O Fundo Monetário Internacional (FMI), na sua mais recente avaliação ao abrigo da consulta do Artigo IV, divulgada em fevereiro de 2026, reconhece que Moçambique enfrenta crescentes dificuldades de financiamento externo e precisa de maior flexibilidade cambial para conter vulnerabilidades macroeconómicas.
No ano passado, o CIP advertiu que a manutenção de uma taxa de câmbio aparentemente estável, num contexto de escassez real de divisas, poderia gerar distorções profundas na economia.
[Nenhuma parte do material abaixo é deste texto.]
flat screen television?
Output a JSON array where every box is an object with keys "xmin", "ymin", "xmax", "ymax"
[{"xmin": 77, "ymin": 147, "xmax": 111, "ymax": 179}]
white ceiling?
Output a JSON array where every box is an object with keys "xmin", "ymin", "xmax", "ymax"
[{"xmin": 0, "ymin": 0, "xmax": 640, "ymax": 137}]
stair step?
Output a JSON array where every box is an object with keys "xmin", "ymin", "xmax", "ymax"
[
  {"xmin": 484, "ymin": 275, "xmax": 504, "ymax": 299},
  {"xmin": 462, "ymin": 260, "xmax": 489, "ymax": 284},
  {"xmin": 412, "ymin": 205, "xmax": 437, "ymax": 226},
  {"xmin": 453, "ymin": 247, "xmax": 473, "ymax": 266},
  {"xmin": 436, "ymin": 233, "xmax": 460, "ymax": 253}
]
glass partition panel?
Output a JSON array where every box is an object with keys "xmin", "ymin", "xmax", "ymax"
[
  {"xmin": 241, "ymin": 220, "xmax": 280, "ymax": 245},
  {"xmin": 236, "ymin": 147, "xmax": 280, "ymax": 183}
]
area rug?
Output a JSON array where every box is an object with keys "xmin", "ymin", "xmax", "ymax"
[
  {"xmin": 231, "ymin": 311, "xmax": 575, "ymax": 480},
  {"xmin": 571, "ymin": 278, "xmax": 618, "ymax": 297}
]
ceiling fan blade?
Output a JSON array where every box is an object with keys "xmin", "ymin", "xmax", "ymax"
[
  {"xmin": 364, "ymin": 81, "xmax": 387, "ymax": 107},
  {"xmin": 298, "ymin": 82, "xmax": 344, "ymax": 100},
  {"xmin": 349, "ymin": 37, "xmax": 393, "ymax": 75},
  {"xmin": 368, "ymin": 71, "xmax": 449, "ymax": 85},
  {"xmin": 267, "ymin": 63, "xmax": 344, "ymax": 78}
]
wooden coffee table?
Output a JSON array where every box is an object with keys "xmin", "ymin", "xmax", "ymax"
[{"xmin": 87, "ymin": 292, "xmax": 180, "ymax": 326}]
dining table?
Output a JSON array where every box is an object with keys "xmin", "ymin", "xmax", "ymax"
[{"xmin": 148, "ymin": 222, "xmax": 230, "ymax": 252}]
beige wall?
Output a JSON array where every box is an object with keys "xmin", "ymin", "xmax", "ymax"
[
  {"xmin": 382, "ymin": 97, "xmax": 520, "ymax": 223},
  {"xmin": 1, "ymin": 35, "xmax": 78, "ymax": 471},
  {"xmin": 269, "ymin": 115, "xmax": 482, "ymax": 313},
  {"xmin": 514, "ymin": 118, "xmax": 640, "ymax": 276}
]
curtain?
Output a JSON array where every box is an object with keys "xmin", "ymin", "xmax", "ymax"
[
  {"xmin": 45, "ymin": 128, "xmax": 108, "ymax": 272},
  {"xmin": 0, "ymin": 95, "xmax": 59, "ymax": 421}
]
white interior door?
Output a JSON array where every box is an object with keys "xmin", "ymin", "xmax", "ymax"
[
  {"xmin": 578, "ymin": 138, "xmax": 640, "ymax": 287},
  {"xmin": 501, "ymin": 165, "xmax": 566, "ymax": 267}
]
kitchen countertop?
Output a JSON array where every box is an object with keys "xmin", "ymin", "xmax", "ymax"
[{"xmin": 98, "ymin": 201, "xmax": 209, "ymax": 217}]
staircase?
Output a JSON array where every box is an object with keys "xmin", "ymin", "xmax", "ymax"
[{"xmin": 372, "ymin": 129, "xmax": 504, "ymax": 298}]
Entre os riscos apontados estavam o aumento da pressão sobre o mercado paralelo, a perda de competitividade das exportações e dificuldades acrescidas na importação de bens essenciais.
O centro defendia que, para uma economia estruturalmente dependente de importações como a moçambicana, sustentar artificialmente a estabilidade cambial não significa equilíbrio, mas sim adiamento de ajustamentos inevitáveis.
No seu relatório, a instituição sublinha que o país opera num ambiente de financiamento externo cada vez mais restritivo, sem anunciar qualquer novo programa de apoio financeiro.
O Conselho Executivo destacou que a flexibilidade cambial é uma das medidas-chave para mitigar riscos externos e restaurar maior confiança no mercado.
A ausência de um novo pacote de financiamento é vista por analistas como reflexo das incertezas macroeconómicas persistentes, incluindo desequilíbrios fiscais e cambiais que continuam a limitar o acesso do país a recursos externos em condições favoráveis.
Com o metical sob pressão e o mercado de divisas ainda marcado por restrições, o debate sobre a sustentabilidade da política cambial ganha novos contornos.
Entre os alertas internos e as conclusões externas, cresce o consenso de que a estabilidade aparente pode estar a mascarar tensões económicas mais profundas.